How disk access impacts DBMS Performance

From the discussion on disk structure, we understand the DBMS performance to be defined by 3 phenomenons

  1. Data has to be in memory for the DBMS to operate on it. This is computer system limitation.
  2. The unit for data transfer between disk and main memory is a block; if a single item on a block is needed, the entire block has to be transferred. Reading or writing a disk block is called an I/O (for input/output) operation.
  3. The time to read or write a block varies, depending on the location of the data:
    access time = seek time + rotational delay + transfer time

performance

The time taken for database operations is impacted significantly by how data is stored on disk. The time for moving blocks to or from disk usually dominates the time taken for database operations. To minimize this time, it is necessary to locate data records strategically on disk. Need to consider geometry and mechanics of disks.

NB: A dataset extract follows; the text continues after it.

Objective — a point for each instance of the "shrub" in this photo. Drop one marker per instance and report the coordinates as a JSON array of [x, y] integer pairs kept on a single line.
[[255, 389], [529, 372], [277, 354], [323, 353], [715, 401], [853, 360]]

For instance, if two records are frequently used together, we should place them close on the disk. By saying “close” we mean they should be on the same block or two consecutive blocks. If that is not possible could be on the same track, the same cylinder, or an adjacent cylinder.

This idea of closeness should be considered at the time of storing, retrieving the data to minimize the disk I/O. Database processing engines sometimes define the block, cylinder, track to suite the nature of their data. We will later discuss on the data distribution mechanisms.